Nicht jedoch das Erwachen eines echten Blutsaugers!
Sie fühlte sich von einem Eisschauer umklammert. Der Gedanke daran, Mona aus dem Sarg zu holen, kam ihr nicht mehr. In ihr steckte eine so wahnsinnige Furcht, dass sie einfach nur an sich selbst denken konnte und an sonst nichts.

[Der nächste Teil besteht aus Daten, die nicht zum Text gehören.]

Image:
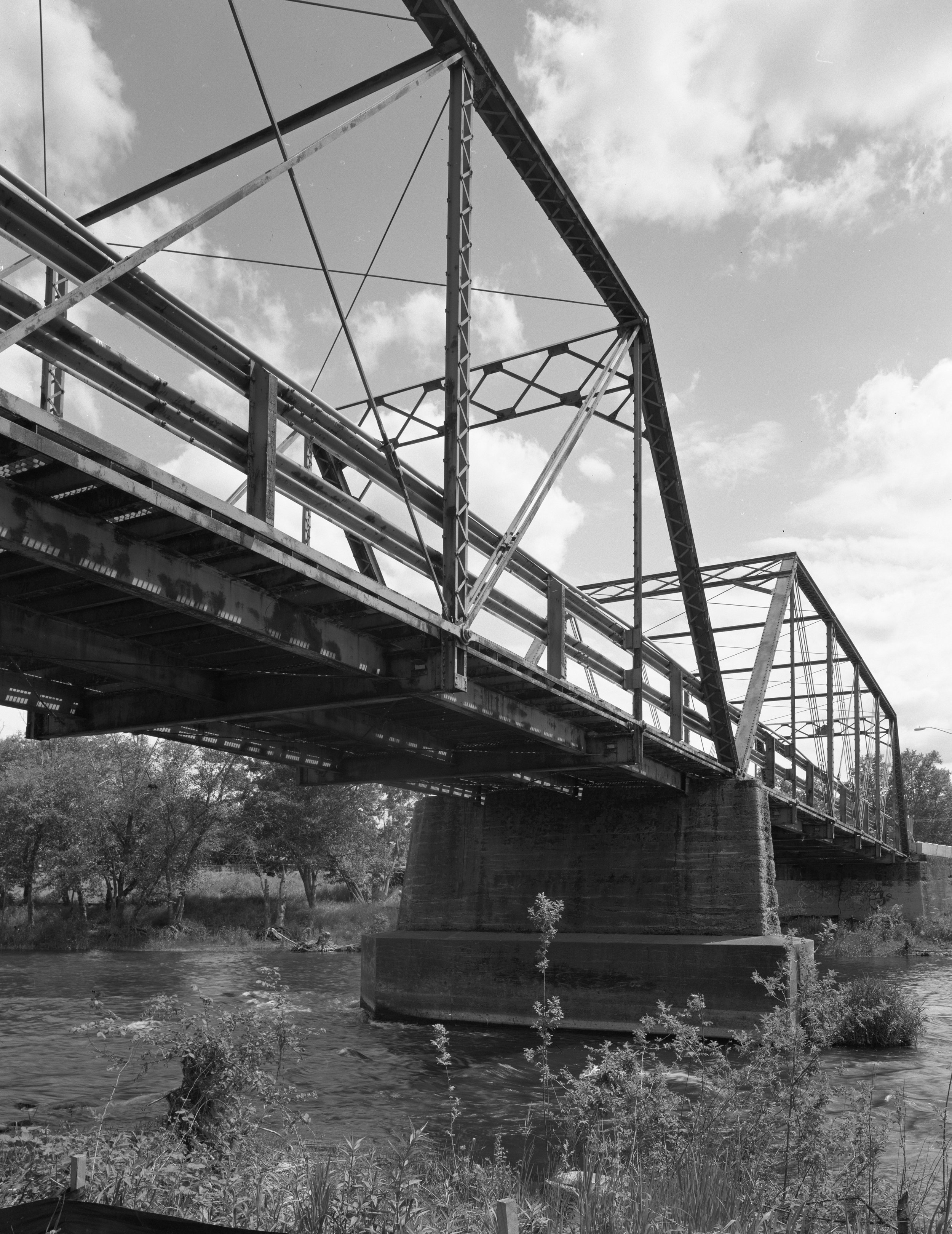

Das Geräusch war verstummt.
Stille…
Vanessa wartete auf eine Wiederholung und atmete auf, als diese nicht eintrat. Dafür passierte etwas anderes. Und wieder war es der Vampir, der sich aus seinem Sarg meldete. Nur nicht mehr mit Keuchen und Stöhnen, jetzt drangen hässliche Schmatzgeräusche an ihre Ohren.
Für Vanessa gab es nicht den geringsten Grund, noch länger in der Kapelle zu verweilen. Sie drückte endlich die gebogene Klinke nach unten und zerrte so schnell wie möglich die Tür auf.
Endlich freie Bahn!
Vanessa stürzte nach draußen. Hier konnte sie tief Luft holen. Sie saugte den Geschmack von Freiheit tief ein. Die Augen hielt sie weit geöffnet.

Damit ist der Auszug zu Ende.